The Divine Lamp

The unfolding of thy words gives light; it imparts understanding to the simple…Make thy face shine upon thy servant, and teach me thy statutes

Father Callan’s Commentary on 2 Corinthians 12:19-21

Posted by Dim Bulb on May 13, 2017

THE CORINTHIANS ARE NOT THE JUDGES OF THE APOSTLES

A Summary of 2 Corinthians 12:19-21~At times St. Paul speaks to the Corinthians as if he were on trial before them, as if they were his judges (2 Cor 10:7; 11:1, etc.); but here he gives them to understand that such is not the case. It does not pertain to children to judge their father. Only God is the judge of the Apostles. He writes these things for their edification, that they may correct their vices.

2 Cor 12:19. Of old, think you that we excuse ourselves to you?
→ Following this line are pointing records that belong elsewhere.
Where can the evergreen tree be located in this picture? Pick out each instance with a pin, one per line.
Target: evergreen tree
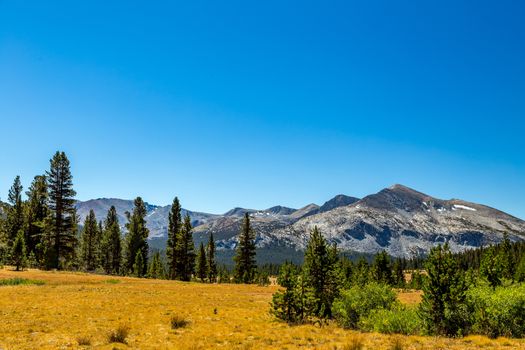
(382, 270)
(136, 237)
(156, 270)
(111, 243)
(15, 213)
(185, 251)
(443, 306)
(321, 273)
(245, 266)
(18, 251)
(37, 211)
(284, 303)
(491, 267)
(62, 224)
(89, 242)
(211, 264)
(398, 275)
(139, 265)
(202, 266)
(506, 257)
(174, 228)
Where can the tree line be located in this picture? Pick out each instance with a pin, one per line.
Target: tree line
(43, 232)
(477, 291)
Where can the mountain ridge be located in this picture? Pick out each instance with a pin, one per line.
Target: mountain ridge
(398, 219)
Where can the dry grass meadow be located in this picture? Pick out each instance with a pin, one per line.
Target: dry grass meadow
(75, 310)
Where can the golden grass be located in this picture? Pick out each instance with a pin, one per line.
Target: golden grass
(73, 307)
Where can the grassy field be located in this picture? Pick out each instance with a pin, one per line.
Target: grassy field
(73, 308)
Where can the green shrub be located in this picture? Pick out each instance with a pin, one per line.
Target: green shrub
(112, 281)
(398, 320)
(119, 335)
(178, 322)
(358, 302)
(19, 281)
(498, 312)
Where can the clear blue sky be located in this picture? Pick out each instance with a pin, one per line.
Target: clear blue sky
(267, 102)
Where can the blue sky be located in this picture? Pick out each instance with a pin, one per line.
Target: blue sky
(260, 103)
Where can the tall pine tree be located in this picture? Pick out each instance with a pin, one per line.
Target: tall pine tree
(112, 243)
(174, 227)
(443, 306)
(202, 266)
(185, 251)
(321, 273)
(62, 225)
(155, 269)
(210, 258)
(18, 252)
(90, 240)
(245, 266)
(136, 238)
(15, 213)
(37, 211)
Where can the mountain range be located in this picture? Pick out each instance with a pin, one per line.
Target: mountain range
(398, 219)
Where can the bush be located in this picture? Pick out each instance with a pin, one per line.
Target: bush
(19, 281)
(178, 322)
(119, 335)
(357, 302)
(398, 320)
(84, 340)
(498, 312)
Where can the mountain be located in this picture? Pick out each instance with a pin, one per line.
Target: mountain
(404, 223)
(338, 201)
(398, 219)
(157, 217)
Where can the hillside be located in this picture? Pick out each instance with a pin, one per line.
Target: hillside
(400, 220)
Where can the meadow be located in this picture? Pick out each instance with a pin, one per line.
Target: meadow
(64, 310)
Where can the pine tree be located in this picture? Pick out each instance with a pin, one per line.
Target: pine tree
(111, 243)
(185, 251)
(155, 269)
(3, 236)
(174, 228)
(89, 242)
(62, 224)
(15, 213)
(139, 265)
(37, 211)
(284, 303)
(136, 237)
(18, 252)
(211, 264)
(202, 266)
(506, 257)
(321, 273)
(443, 306)
(398, 275)
(245, 266)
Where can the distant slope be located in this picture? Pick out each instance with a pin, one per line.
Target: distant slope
(399, 220)
(404, 222)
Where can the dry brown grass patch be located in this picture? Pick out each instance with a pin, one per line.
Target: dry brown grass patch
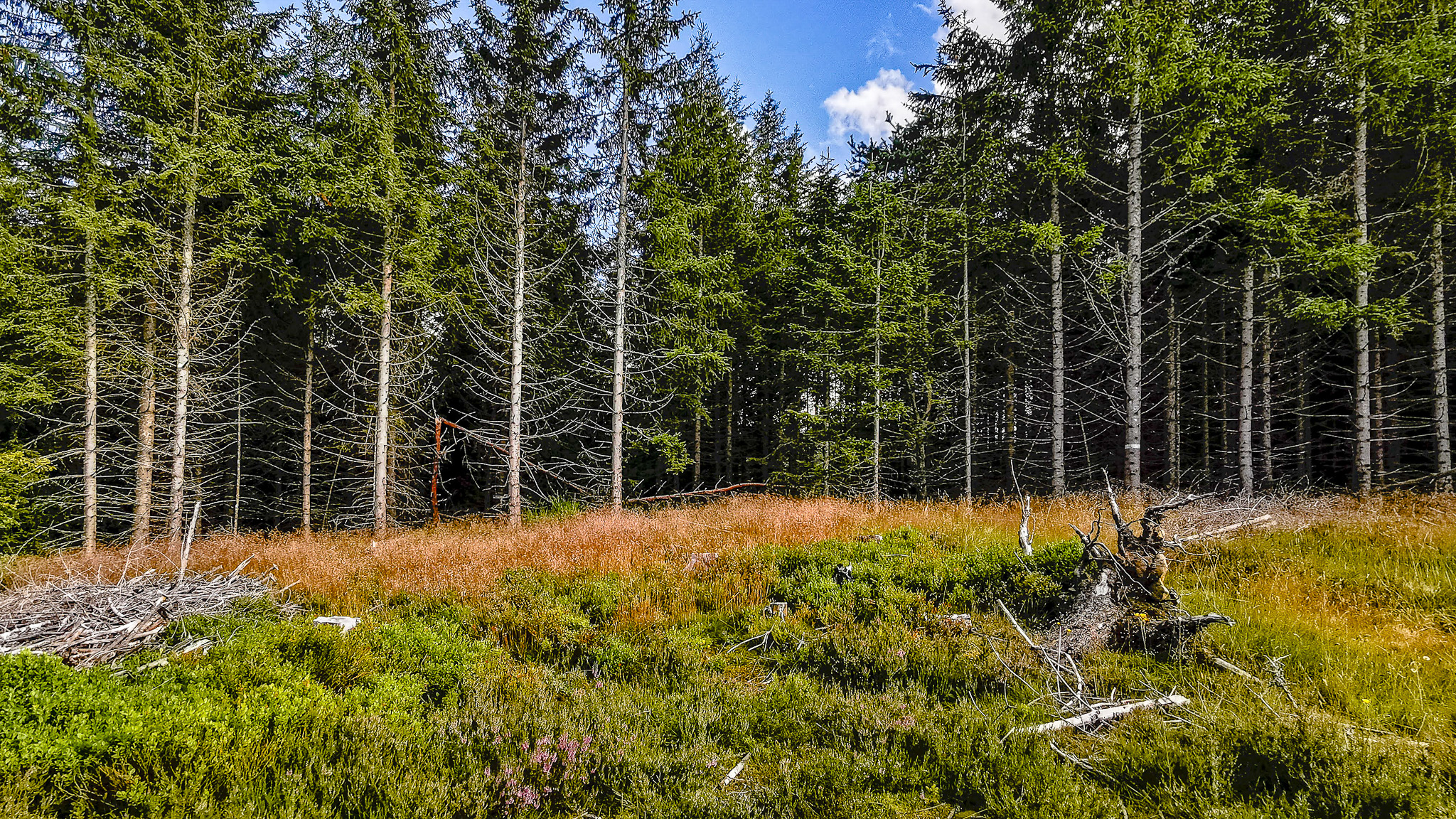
(468, 556)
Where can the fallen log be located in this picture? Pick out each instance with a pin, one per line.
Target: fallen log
(1229, 528)
(87, 624)
(1106, 714)
(700, 493)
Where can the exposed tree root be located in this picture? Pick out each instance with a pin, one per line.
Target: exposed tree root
(1123, 602)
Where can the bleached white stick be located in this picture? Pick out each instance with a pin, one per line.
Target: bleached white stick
(1106, 714)
(736, 771)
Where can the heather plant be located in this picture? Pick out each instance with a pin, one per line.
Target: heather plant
(635, 692)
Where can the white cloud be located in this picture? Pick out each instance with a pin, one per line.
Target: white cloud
(884, 41)
(864, 111)
(983, 15)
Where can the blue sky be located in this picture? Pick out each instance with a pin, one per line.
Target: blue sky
(836, 68)
(808, 51)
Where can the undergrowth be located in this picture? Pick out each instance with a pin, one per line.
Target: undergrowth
(633, 694)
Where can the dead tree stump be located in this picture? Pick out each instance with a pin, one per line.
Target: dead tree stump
(1123, 602)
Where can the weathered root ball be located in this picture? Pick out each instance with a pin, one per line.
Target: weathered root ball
(1161, 637)
(1123, 602)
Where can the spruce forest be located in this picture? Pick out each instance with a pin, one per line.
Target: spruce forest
(251, 259)
(487, 410)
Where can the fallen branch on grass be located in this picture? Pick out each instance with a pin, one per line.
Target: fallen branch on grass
(1106, 714)
(736, 770)
(700, 493)
(87, 624)
(1229, 528)
(1232, 668)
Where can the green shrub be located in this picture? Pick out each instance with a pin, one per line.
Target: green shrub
(21, 518)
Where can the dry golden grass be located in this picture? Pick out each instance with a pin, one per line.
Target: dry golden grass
(466, 557)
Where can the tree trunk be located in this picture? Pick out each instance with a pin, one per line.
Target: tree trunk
(184, 375)
(1439, 372)
(382, 394)
(1307, 432)
(1247, 384)
(1204, 387)
(146, 426)
(92, 397)
(965, 360)
(237, 462)
(513, 452)
(874, 491)
(1133, 448)
(621, 319)
(308, 436)
(184, 333)
(1378, 408)
(1363, 465)
(1267, 381)
(730, 402)
(1011, 402)
(1059, 397)
(1172, 420)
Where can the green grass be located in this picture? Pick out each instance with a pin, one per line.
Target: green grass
(618, 695)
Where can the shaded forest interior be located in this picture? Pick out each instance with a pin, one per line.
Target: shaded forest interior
(251, 258)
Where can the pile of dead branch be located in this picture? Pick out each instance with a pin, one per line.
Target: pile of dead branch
(87, 624)
(1121, 604)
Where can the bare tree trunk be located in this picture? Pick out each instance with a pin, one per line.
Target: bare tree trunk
(308, 436)
(237, 464)
(1011, 401)
(1439, 370)
(1267, 382)
(1378, 412)
(184, 373)
(146, 426)
(1133, 448)
(1247, 384)
(1059, 338)
(386, 290)
(1363, 466)
(1207, 407)
(92, 397)
(513, 444)
(1307, 432)
(874, 491)
(965, 360)
(1172, 420)
(621, 321)
(732, 407)
(382, 394)
(184, 333)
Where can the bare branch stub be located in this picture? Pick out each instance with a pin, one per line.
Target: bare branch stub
(1123, 601)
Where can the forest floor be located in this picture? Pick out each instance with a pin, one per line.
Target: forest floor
(589, 665)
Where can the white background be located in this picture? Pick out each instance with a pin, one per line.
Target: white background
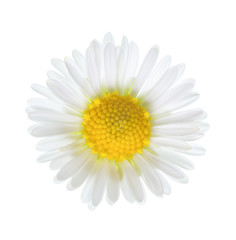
(201, 34)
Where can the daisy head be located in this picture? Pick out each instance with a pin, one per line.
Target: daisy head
(113, 127)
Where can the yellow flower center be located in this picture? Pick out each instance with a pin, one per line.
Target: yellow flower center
(116, 127)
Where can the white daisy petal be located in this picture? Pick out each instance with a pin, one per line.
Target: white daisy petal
(56, 76)
(43, 91)
(183, 102)
(150, 177)
(60, 161)
(88, 187)
(203, 126)
(183, 116)
(126, 191)
(196, 150)
(108, 39)
(172, 171)
(45, 104)
(82, 174)
(173, 157)
(71, 167)
(131, 66)
(53, 116)
(82, 83)
(155, 76)
(51, 129)
(166, 185)
(80, 62)
(192, 137)
(113, 188)
(66, 95)
(174, 129)
(99, 184)
(145, 69)
(53, 142)
(167, 81)
(133, 182)
(60, 66)
(50, 156)
(175, 94)
(110, 65)
(94, 61)
(169, 142)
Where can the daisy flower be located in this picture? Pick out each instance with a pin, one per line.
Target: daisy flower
(114, 128)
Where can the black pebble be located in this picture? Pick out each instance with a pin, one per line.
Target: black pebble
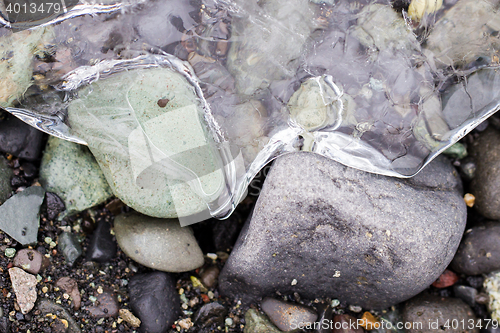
(154, 300)
(102, 247)
(54, 205)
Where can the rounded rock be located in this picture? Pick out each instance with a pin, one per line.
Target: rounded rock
(161, 244)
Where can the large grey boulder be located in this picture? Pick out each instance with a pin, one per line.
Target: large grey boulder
(325, 230)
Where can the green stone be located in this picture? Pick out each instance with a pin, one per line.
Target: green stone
(19, 215)
(70, 171)
(158, 158)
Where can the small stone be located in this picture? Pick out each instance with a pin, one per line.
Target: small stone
(369, 322)
(70, 247)
(457, 151)
(211, 313)
(106, 305)
(102, 246)
(5, 176)
(469, 200)
(54, 205)
(22, 224)
(20, 139)
(171, 248)
(186, 323)
(31, 261)
(445, 280)
(485, 186)
(69, 170)
(257, 322)
(10, 252)
(129, 317)
(344, 323)
(48, 307)
(154, 299)
(285, 315)
(70, 286)
(24, 285)
(479, 251)
(209, 276)
(425, 309)
(466, 294)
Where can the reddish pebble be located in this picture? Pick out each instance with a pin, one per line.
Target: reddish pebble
(447, 279)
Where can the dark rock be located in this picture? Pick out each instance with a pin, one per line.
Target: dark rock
(102, 246)
(22, 224)
(344, 323)
(20, 139)
(209, 276)
(341, 233)
(4, 325)
(105, 306)
(466, 294)
(256, 322)
(288, 316)
(5, 175)
(69, 286)
(29, 170)
(445, 280)
(45, 306)
(211, 313)
(479, 251)
(70, 247)
(54, 205)
(485, 186)
(325, 316)
(430, 309)
(31, 261)
(154, 300)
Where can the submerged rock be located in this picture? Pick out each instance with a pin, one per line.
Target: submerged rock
(158, 159)
(22, 224)
(170, 247)
(70, 171)
(341, 233)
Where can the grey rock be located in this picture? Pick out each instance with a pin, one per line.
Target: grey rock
(479, 251)
(257, 322)
(70, 171)
(70, 247)
(344, 322)
(105, 306)
(170, 247)
(31, 261)
(70, 287)
(154, 300)
(24, 285)
(208, 314)
(342, 233)
(5, 174)
(288, 316)
(46, 306)
(466, 294)
(485, 186)
(425, 310)
(22, 224)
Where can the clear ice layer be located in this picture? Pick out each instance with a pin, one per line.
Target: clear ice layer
(183, 102)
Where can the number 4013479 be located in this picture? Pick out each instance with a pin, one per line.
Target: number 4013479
(33, 8)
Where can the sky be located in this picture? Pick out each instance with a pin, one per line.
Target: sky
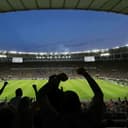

We speak before God in Christ; but all things, my dearly beloved, for your edification.

Some authorities understand the conclusion of the Epistle to begin with this verse. But see Introduction VI 5.

Of old (παλαι = palai). A less probable reading has παλιν (= palin), again. The meaning, according to the better reading, is “All this time are you thinking that we are defending ourselves to you?” The sentence may be interrogative or declarative. The answer to it is: “No, for we speak before God, i.e., God is our judge” (1 Cor. 4:3), and in Christ, i.e., as ministers of Christ, to whom we are most intimately united. Therefore, in writing as we do, we seek not to excuse ourselves, but only to edify you, that you be not scandalized in us (Rick.), but that, on the contrary, you be strengthened in faith and grace.

2 Cor 12:20. For I fear lest perhaps when I come I shall not find you such as I would, and that I shall be found by you such as you would not. Lest perhaps contentions, envyings, animosities, dissensions, detractions, whisperings, swellings, seditions, be among you.

The reason he has seen fit to defend himself with a view to their edification is now explained. It is because they are still so deficient in the first elements of the Christian life. He greatly fears that when he arrives both he and the Corinthians will be unpleasantly disappointed. Such surely will be the case if he finds among them factions and party spirits, together with all the evils that follow a wilful lack of unity.

Among you (Vulg., inter vos) is not in the Greek.

2 Cor 12:21. Lest again, when I come, God humble me among you: and I mourn many of them that sinned before, and have not done penance for the uncleannesss, and fornication, and lasciviousness, that they have committed.

The Apostle’s fears are aggravated by the thought that when he comes he may find that his previous admonitions against impurity have not been heeded, and that many of the Corinthians have lapsed back into their former pagan uncleannesses. It would thus be a great humiliation to him to have to mourn over those who saddened him on his previous visit by not repenting and doing penance for their sins. It would likewise be a grievous pain to him to see many of those that sinned before, i.e., before their conversion, or before his second visit, or before his previous letter, back in their sins.

Have not done penance, etc. This shows that, besides amendment of life, penance is necessary for those who have sinned (Estius).